# `stitch`

## Description

The `stitch` command performs a **horizontal union** of two datasets, combining them side-by-side. It aligns rows from one dataset with rows from another and merges their columns into a single unified dataset.

This is particularly useful for joining datasets that share a logical order but lack a join key.

**Key behaviors:**

- Rows are combined in order (row 1 with row 1, row 2 with row 2, etc.).
- If one dataset contains more rows than the other, unmatched rows include `null` values for missing columns.
- The resulting dataset contains all columns from both sides.

**Difference from `union`:**

- `stitch` merges datasets horizontally (adding columns).
- `union` merges datasets vertically (adding rows).

## Syntax

```dataprime
stitch (<subquery>) into <target-keypath>
```

## Example 1

**Use case: Merge sales and revenue data side-by-side**

Suppose you have two datasets—`sales` and `revenue`—that contain related information about products. You can use `stitch` to combine them horizontally into a single document per product, provided both datasets are ordered consistently.

### Example data

```json
\\ sales
{ "product": "Widget", "sales": 100 },
{ "product": "Gadget", "sales": 200 },
{ "product": "Dashboard", "sales": 150 }

\\ revenue
{ "product": "Widget", "revenue": 5000 },
{ "product": "Gadget", "revenue": 8000 },
{ "product": "Dashboard", "revenue": 6000 }
```

### Example query

```dataprime
source sales
| orderby product
| stitch (source revenue | orderby product) into combined_data
```

### Example output

```json
{ "product": "Widget", "sales": 100, "combined_data": { "product": "Widget", "revenue": 5000 } },
{ "product": "Gadget", "sales": 200, "combined_data": { "product": "Gadget", "revenue": 8000 } },
{ "product": "Dashboard", "sales": 150, "combined_data": { "product": "Dashboard", "revenue": 6000 } }
```

The `stitch` command aligns rows based on their order after sorting and attaches the right dataset (`revenue`) into the target keypath (`combined_data`) within the left dataset (`sales`).

Note

If the datasets have differing row counts, missing values from the shorter dataset are replaced with `null`:

## Example 2

If the datasets have unequal rows, the stitch command fills missing values with null.

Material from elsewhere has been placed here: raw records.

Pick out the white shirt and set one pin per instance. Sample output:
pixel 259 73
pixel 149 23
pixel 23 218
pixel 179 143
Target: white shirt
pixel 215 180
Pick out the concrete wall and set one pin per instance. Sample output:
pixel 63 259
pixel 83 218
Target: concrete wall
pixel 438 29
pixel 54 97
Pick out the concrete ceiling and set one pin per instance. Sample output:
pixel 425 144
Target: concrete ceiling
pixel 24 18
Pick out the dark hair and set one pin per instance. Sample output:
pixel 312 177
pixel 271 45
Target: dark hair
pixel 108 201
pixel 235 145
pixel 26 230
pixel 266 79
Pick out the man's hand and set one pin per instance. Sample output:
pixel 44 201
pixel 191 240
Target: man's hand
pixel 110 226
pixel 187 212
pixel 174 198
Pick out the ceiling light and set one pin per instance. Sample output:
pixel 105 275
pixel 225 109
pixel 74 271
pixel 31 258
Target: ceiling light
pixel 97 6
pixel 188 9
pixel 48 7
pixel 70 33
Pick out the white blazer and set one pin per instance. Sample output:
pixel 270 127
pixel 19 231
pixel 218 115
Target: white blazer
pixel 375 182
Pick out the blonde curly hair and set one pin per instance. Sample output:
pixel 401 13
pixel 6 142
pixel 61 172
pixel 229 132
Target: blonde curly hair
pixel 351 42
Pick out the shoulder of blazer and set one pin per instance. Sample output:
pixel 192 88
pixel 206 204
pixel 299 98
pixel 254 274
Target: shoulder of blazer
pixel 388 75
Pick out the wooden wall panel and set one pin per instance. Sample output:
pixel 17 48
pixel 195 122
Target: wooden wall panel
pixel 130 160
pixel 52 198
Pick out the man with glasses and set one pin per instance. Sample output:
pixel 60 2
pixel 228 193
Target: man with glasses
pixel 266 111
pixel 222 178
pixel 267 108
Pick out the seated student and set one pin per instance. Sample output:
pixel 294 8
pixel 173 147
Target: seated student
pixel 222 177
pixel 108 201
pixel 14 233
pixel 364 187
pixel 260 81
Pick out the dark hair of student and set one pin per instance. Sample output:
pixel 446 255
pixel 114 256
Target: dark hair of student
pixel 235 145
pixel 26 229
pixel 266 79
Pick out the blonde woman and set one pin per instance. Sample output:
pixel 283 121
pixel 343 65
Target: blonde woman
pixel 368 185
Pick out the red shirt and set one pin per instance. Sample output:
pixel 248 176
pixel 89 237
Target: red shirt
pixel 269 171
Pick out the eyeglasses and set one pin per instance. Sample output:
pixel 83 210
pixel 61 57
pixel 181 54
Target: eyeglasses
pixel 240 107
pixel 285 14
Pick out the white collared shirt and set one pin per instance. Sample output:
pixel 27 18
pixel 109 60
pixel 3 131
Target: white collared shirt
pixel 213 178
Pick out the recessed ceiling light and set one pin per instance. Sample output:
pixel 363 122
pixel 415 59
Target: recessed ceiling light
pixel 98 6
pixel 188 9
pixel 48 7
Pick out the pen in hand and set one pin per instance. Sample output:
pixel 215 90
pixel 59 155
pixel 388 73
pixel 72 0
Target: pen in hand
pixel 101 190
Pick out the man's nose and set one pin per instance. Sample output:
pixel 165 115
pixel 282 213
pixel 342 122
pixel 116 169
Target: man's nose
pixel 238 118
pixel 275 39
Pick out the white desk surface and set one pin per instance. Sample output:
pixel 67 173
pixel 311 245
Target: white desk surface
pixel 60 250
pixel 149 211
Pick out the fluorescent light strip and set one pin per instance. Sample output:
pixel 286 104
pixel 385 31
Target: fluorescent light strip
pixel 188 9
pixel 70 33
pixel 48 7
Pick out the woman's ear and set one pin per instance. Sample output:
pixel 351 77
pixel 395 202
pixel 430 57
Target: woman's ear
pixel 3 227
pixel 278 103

Consider the following datasets:

sales dataset: (3 rows)

```json
{ "product": "Widget", "sales": 100 }
{ "product": "Gadget", "sales": 200 }
{ "product": "Dashboard", "sales": 150 }
```

revenue dataset: (2 rows)

```json
{ "product": "Widget", "revenue": 5000 }
{ "product": "Gadget", "revenue": 8000 }
```

### Example query

```dataprime
source sales | orderby product
| stitch (source revenue | orderby product) into combined_data
```

### Example output

```json
{ "product": "Widget", "sales": 100, "combined_data": { "product": "Widget", "revenue": 5000 } }
{ "product": "Gadget", "sales": 200, "combined_data": { "product": "Gadget", "revenue": 8000 } }
{ "product": "Dashboard", "sales": 150, "combined_data": { "product": "Dashboard", "revenue": null } }
```

Note

Rows must represent the same entities and appear in the same order for meaningful stitching. If row alignment differs, results may not match as expected.